LSTM model is not getting trained on all the input batches using ray train

High: It blocks me to complete my task.

I am trying to train a Tensorflow model using Ray train using. My Input data has 24 batches ( 1536 samples and I have kept batch_size = 64) and running 2 epochs. Refer to the code below.
(Here I am using 2 CPUs for ray distributed training)

def train_func(config):
    CONF, data_path = config.values()
    
    X_train, y_train = read_input_data(data_path)

    strategy = tf.distribute.experimental.MultiWorkerMirroredStrategy()
    with strategy.scope():
        model = lstm_model()  # returns a sequential model
        start_epoch = 0

        checkpoint = train.load_checkpoint()
        if checkpoint:
            model.set_weights(checkpoint.get("model_weights"))
            start_epoch = checkpoint.get("epoch", -1) + 1

        model.compile() 
    epochs = 2
    for epoch in range(start_epoch, epochs):
        history = model.fit(X_train, y_train,batch_size=64)
        train.save_checkpoint(epoch=epoch, accuracy=history.history['acc'][0],
                          model_weights=model.get_weights())

config = CONF ## model parameters 


trainer = Trainer(backend="tensorflow", num_workers=num_cpus, logdir=os.getcwd())
trainer.start()
checkpoint_strategy = CheckpointStrategy(num_to_keep=1, checkpoint_score_attribute="accuracy", checkpoint_score_order="max")
trainer.run(train_func, config=config, callbacks=[PrintingCallback()], checkpoint_strategy=checkpoint_strategy,
            checkpoint=trainer.latest_checkpoint)
trainer.shutdown()

From the logs you could see that the model is getting trained only on few of the batches (out of 24).
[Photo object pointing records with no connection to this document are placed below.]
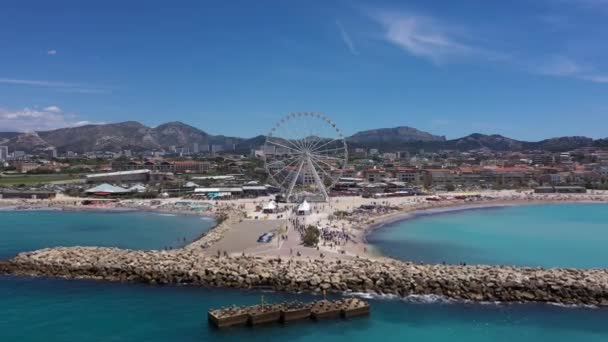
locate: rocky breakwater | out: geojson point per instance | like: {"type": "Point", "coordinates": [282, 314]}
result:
{"type": "Point", "coordinates": [477, 283]}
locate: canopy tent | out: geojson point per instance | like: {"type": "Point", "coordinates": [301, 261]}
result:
{"type": "Point", "coordinates": [107, 189]}
{"type": "Point", "coordinates": [304, 208]}
{"type": "Point", "coordinates": [137, 188]}
{"type": "Point", "coordinates": [270, 207]}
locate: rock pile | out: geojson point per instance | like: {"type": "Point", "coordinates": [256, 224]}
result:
{"type": "Point", "coordinates": [478, 283]}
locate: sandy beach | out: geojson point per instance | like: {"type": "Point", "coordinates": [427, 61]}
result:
{"type": "Point", "coordinates": [344, 221]}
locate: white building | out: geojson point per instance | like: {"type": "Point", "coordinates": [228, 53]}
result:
{"type": "Point", "coordinates": [3, 152]}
As well as each time, model gets trained on random batches and different no. of batches. Please refer below screenshot of logs.
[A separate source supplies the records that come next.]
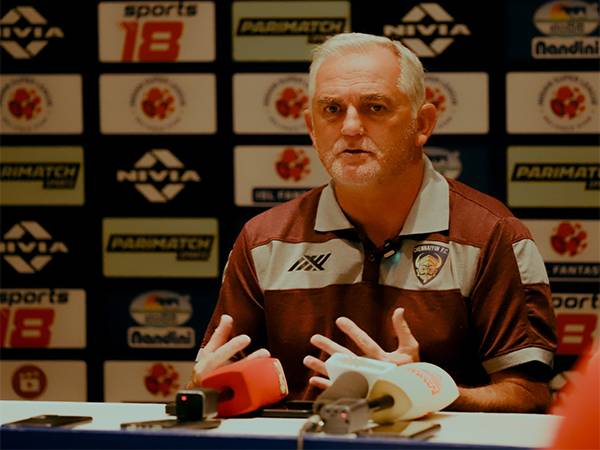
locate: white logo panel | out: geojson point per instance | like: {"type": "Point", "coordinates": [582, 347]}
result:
{"type": "Point", "coordinates": [570, 248]}
{"type": "Point", "coordinates": [43, 318]}
{"type": "Point", "coordinates": [166, 31]}
{"type": "Point", "coordinates": [43, 380]}
{"type": "Point", "coordinates": [553, 102]}
{"type": "Point", "coordinates": [270, 103]}
{"type": "Point", "coordinates": [164, 103]}
{"type": "Point", "coordinates": [553, 176]}
{"type": "Point", "coordinates": [461, 100]}
{"type": "Point", "coordinates": [40, 104]}
{"type": "Point", "coordinates": [145, 381]}
{"type": "Point", "coordinates": [268, 175]}
{"type": "Point", "coordinates": [285, 31]}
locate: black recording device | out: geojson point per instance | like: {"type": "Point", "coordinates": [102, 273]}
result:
{"type": "Point", "coordinates": [194, 408]}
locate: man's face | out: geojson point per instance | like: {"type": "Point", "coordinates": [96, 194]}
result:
{"type": "Point", "coordinates": [361, 123]}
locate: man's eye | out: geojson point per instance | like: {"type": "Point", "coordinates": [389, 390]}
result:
{"type": "Point", "coordinates": [377, 108]}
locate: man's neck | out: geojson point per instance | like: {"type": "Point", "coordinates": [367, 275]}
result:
{"type": "Point", "coordinates": [380, 211]}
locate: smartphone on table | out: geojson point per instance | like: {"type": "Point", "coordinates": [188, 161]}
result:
{"type": "Point", "coordinates": [49, 421]}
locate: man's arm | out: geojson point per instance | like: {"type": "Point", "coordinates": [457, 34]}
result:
{"type": "Point", "coordinates": [510, 390]}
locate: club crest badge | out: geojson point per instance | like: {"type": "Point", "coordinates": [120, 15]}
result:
{"type": "Point", "coordinates": [428, 260]}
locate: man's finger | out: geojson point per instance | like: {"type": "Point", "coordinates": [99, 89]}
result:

Logs of 1st and 2nd epochs:

In above screenshot you can see that, in 1st epoch, model is getting trained on 5th,12th,16th,24th batches only and in 2nd epoch on batches [1,9,16,22,24].

Can you please help me understand, if my assumption is correct that some batches are getting skipped while training. If yes, why this is happening?
Also, please let me know I am missing something.

Hi @suraj-gade, the output does not mean that your batches are getting skipped. Rather, processing is so fast (16ms/step!) that the progress bar can’t keep up with the speed. When the progress bar renders the next step, it already processed more than one step and thus skips displaying the intermediate steps.

Please also note that this progress bar is not rendered by Ray, but by Tensorflow/Keras.

If you want to confirm that it trains on every batch, you could try something like this:

print_callback = tf.keras.callbacks.LambdaCallback(
    on_batch_end=lambda batch, logs: print("Trained batch number", batch)
)
history = model.fit(X_train, y_train, batch_size=64, callbacks=[print_callback])

Hi @kai, thanks for your response.
It solved my issue…

I have one follow-up question on this issue.

I am using 2 CPUs for ray distributed training. so from the logs, you can see that we get two progress bars for each batch.
Assumption 1: Each batch is being processed on both the cores fully
Assumption 2: Ray train distribute batch samples equally on each core and as Tensorflow/Keras is rendering the progress bar, it prints the logs 2 times for each batch.

Please, help me understand which assumption is correct?

Keras automatically distributes the data so that each worker only works on one shard. Thus, the workers see different data.

And yes, the progress bar is displayed twice - once for each worker.

Hi @kai, Thanks for your response.

Please help me understand here. As per your response Keras is distributing the data batch on each worker, however I am using Ray here to implement distributed training not Keras multiprocessing.

As per my understanding Ray is to divide different batches on different workers. (which also I have seen while using Pytorch with Ray). So, if I consider my earlier example, I have 24 batches in total and 2 CPUs for distributed training then Ray should distributes 12 batches on each of the worker. which is not evident in this case.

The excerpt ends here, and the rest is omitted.